The data set “child_data” is stored on the local machine but can be found via Github https://github.com/ex-pr/DATA607/blob/week-11/Child_Data.sav
The data contains info about pupils. The data frame consists of 4 columns (AGE, MEM_SPAN - memory testing score, IQ, READ_AB - reading skills score) and 20 rows.
df <- read.spss("C:/Users/daria/Downloads/Child_data.sav", use.value.labels = T, to.data.frame = T, use.missings = T)
str(df)
## 'data.frame': 20 obs. of 4 variables:
## $ AGE : num 6.7 5.9 5.5 6.2 6.4 7.3 5.7 6.15 7.5 6.9 ...
## $ MEM_SPAN: num 4.4 4 4.1 4.8 5 5.5 3.6 5 5.4 5 ...
## $ IQ : num 95 90 105 98 106 100 88 95 96 104 ...
## $ READ_AB : num 7.2 6 6 6.6 7 7.2 5.3 6.4 6.6 7.3 ...
## - attr(*, "variable.labels")= Named chr [1:4] "age" "short-term memory span" "IQ" "reading ability"
## ..- attr(*, "names")= chr [1:4] "AGE" "MEM_SPAN" "IQ" "READ_AB"
We will analyse the relation between the memory and reading skills. First, we should determine whether or not a linear relationship exists between the predictor and the output value.
It looks like linear relationship between the memory and reading skills, when reading is increased, the memory goes up too.
ggplot(df, aes(READ_AB, MEM_SPAN)) +
geom_point (color="blue", side=4) +
theme_light() +
theme(plot.title = element_text(hjust = 0.5), axis.text.x = element_text(angle = 90))+
labs(x = 'Reading score', y = "Memory score")
Next, we will build the linear model and check if reading/memory relationship is actually linear.
We see that the intercept is -1.8803 and the slope is 0.9767.
model <- lm(df$READ_AB ~ df$MEM_SPAN)
model
##
## Call:
## lm(formula = df$READ_AB ~ df$MEM_SPAN)
##
## Coefficients:
## (Intercept) df$MEM_SPAN
## 1.8803 0.9767
Next, we plot the original data along with the fitted line.
ggplot(df, aes(READ_AB, MEM_SPAN)) +
geom_point (color="blue", side=4) +
theme_light() +
theme(plot.title = element_text(hjust = 0.5), axis.text.x = element_text(angle = 90))+
labs(x = 'Reading score', y = "Memory score") +
geom_smooth(method = "lm")
Using summary() function for our linear model, we will get more information about it.
The Std. Error column shows the statistical standard error for each of the coefficients, it should be at least five to ten times smaller than the corresponding coefficient. For the memory the estimated value is 0.9767, the std. error is 0.1604 which is 6 times smaller, this ration is called t-statistic and we also see it in the summary table.

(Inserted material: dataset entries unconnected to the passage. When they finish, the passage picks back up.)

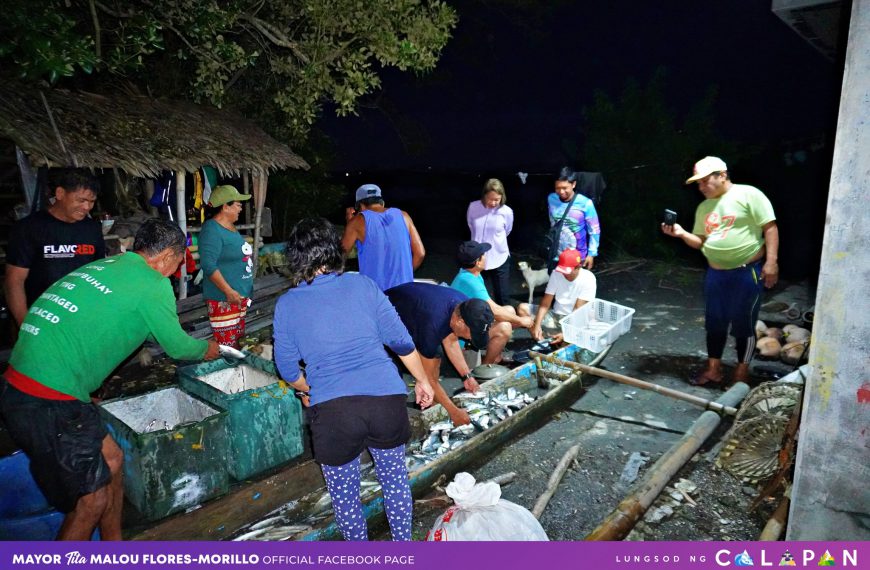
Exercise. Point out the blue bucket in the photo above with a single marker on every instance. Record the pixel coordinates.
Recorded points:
(24, 512)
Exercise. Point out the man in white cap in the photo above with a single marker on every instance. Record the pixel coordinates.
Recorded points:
(569, 288)
(735, 229)
(388, 245)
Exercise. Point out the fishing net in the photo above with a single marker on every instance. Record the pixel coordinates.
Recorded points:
(770, 398)
(752, 446)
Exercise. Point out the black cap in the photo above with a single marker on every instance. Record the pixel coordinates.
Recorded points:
(470, 251)
(478, 316)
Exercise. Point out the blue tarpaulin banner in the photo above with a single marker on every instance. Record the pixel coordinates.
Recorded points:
(431, 555)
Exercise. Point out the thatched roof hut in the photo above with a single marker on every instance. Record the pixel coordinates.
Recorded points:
(137, 134)
(143, 137)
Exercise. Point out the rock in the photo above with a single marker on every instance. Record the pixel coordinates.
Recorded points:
(685, 485)
(659, 514)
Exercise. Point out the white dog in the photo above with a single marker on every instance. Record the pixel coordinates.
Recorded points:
(533, 277)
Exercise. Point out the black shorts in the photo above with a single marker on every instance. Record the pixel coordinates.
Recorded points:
(63, 440)
(342, 428)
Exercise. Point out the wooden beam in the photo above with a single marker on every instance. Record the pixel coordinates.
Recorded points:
(181, 214)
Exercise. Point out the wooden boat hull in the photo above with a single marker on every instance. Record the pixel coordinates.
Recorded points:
(224, 517)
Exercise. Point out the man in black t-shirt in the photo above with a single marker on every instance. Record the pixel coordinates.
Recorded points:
(437, 317)
(46, 245)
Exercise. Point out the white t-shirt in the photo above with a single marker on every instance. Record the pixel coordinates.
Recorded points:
(565, 293)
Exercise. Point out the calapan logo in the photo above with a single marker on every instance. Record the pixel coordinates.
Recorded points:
(804, 559)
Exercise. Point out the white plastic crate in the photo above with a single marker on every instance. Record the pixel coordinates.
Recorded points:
(596, 325)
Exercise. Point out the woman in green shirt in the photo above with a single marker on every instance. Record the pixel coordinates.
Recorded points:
(227, 262)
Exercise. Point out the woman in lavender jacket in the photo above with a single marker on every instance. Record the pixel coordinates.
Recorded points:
(490, 221)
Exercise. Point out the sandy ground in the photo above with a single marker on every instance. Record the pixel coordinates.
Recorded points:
(612, 421)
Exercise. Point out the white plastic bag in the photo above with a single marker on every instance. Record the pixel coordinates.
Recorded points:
(481, 514)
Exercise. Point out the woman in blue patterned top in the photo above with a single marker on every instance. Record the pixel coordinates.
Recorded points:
(338, 324)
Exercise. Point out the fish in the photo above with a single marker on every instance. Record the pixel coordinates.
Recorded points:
(479, 395)
(441, 426)
(266, 522)
(252, 535)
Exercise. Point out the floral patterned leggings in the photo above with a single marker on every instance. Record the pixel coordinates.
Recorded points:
(343, 484)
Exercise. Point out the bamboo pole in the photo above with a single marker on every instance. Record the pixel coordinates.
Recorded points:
(555, 478)
(246, 189)
(776, 523)
(623, 518)
(181, 214)
(261, 183)
(622, 379)
(149, 193)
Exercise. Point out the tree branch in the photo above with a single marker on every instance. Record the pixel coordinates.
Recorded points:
(275, 36)
(98, 43)
(113, 13)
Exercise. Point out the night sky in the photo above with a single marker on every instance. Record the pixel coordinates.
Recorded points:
(513, 81)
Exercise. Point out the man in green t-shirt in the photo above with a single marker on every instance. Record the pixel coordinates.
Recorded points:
(735, 228)
(73, 336)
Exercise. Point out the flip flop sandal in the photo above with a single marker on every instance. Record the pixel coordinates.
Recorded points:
(701, 379)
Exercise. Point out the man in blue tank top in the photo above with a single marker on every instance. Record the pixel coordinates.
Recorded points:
(386, 240)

Pr(>|t|) shows the probability of observing a test statistic (t value) as extreme or more extreme as the one observed, assuming there is no linear relationship between the predictor and response variables. This value is tiny, just 9.37e-06. It means that there is strong evidence of a linear relationship between the reading and memory.
The Multiple R-squared value is 0.6733. It is a statistical measure of how well the model describes the measured data, we are at 67%.
summary(model)
##
## Call:
## lm(formula = df$READ_AB ~ df$MEM_SPAN)
##
## Residuals:
## Min 1Q Median 3Q Max
## -0.68955 -0.22791 -0.01045 0.21278 1.02209
##
## Coefficients:
## Estimate Std. Error t value Pr(>|t|)
## (Intercept) 1.8803 0.7313 2.571 0.0192 *
## df$MEM_SPAN 0.9767 0.1604 6.090 9.37e-06 ***
## ---
## Signif. codes: 0 '***' 0.001 '**' 0.01 '*' 0.05 '.' 0.1 ' ' 1
##
## Residual standard error: 0.4037 on 18 degrees of freedom
## Multiple R-squared: 0.6733, Adjusted R-squared: 0.6551
## F-statistic: 37.09 on 1 and 18 DF, p-value: 9.374e-06
The last check for our model is residual analysis. The residuals are the differences between the actual measured values and the corresponding values on the fitted regression line.

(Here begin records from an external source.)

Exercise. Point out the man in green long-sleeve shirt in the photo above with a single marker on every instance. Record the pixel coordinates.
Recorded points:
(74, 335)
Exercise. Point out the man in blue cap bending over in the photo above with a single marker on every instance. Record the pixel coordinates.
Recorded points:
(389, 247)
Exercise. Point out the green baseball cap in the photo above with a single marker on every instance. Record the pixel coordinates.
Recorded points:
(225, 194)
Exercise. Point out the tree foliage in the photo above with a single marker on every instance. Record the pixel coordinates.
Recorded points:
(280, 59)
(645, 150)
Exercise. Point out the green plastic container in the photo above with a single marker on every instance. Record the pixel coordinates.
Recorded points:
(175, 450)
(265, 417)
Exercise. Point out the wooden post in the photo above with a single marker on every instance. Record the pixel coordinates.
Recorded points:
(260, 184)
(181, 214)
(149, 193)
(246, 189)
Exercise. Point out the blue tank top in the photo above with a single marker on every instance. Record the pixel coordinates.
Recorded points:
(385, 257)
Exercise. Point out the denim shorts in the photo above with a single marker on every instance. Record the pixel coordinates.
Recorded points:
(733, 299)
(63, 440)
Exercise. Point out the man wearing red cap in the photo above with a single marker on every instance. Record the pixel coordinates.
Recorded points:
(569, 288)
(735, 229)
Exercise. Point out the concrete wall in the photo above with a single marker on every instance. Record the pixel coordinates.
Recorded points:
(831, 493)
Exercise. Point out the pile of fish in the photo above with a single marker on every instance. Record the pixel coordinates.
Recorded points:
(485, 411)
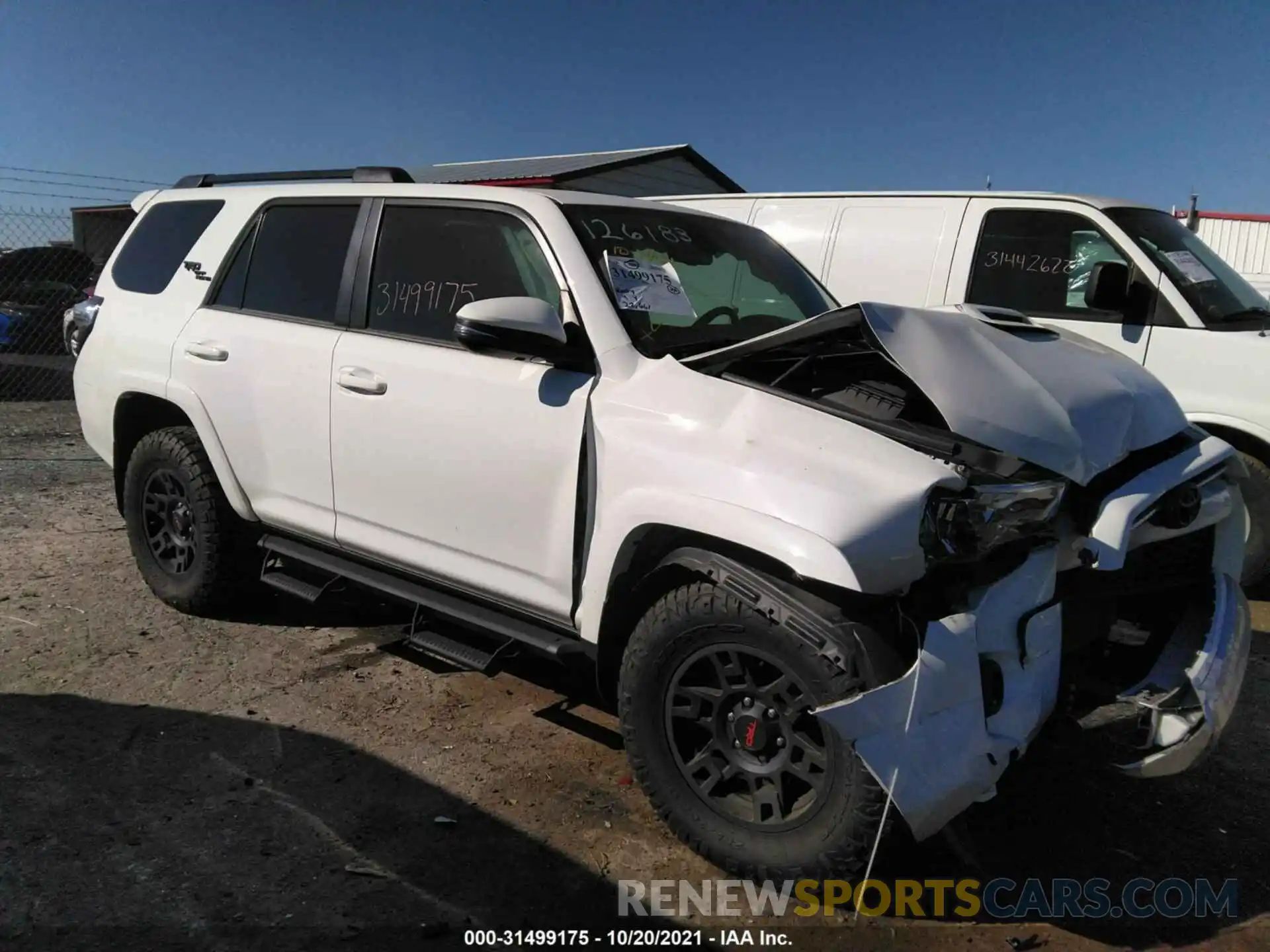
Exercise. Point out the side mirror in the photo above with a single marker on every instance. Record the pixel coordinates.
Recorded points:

For a model to be a good fit with the data, the residuals should be normally distributed around a mean of zero, uniformly scattered above and below zero, the median value near zero, Min/Max and 1Q/3Q are around the same magnitude. In the summary() results we see that our model satisfies the requirements for median (-0.01045) Min/Max (-0.68955/1.02209) and 1Q/3Q (-0.22791/0.21278).

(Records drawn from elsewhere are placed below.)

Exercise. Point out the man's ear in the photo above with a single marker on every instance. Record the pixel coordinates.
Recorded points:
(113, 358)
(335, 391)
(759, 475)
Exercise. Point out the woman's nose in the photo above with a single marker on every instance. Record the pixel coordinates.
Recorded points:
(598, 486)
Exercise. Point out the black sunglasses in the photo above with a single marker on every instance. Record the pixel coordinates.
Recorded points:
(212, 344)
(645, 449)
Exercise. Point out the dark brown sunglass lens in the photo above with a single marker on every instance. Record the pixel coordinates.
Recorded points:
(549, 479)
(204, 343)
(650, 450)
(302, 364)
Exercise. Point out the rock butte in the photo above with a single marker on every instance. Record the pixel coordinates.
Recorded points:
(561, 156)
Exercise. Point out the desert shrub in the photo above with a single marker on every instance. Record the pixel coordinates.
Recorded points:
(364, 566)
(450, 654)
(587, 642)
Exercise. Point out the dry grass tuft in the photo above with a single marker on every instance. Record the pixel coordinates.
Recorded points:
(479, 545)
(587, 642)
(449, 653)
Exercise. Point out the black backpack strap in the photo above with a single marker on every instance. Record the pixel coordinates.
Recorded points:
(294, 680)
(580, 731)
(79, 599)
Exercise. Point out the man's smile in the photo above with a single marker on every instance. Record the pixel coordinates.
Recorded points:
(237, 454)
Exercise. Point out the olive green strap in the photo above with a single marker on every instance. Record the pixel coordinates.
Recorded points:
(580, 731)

To check other requirements, we will build the residuals plot. The residuals looks like normally distributed around the zero, uniformly scattered above and below zero though there is different variance of the outliers at the beginning and the end of the plot.
We should continue checking the residuals.
plot(fitted(model),resid(model), xlab = "Fitted", ylab = "Residuals",
main = "Residuals plot")
abline(0,0)
Another test is to use the quantile-versus-quantile plot, Q-Q. The Q-Q plot shows whether the residuals are normally distributed. We see that the right end diverge from the line. But most of the residuals are on the line and follow normal distribution.
qqnorm(resid(model))
qqline(resid(model))
The overall results of the analysis.
par(mfrow=c(2,2))
plot(model)
As a result of our analysis, the linear model shows good results. The t and p values shows that model fits and that there is a strong correlation between the explanatory (memory) and response variable (reading skills). The residuals normally distributed around the zero and seems to follow q-q plot. Still the model explains only 67% of the actual data, and residual q-q plot shows some divergence. As a result, we should discover factors that cause that and try to find a model that would be a better fit.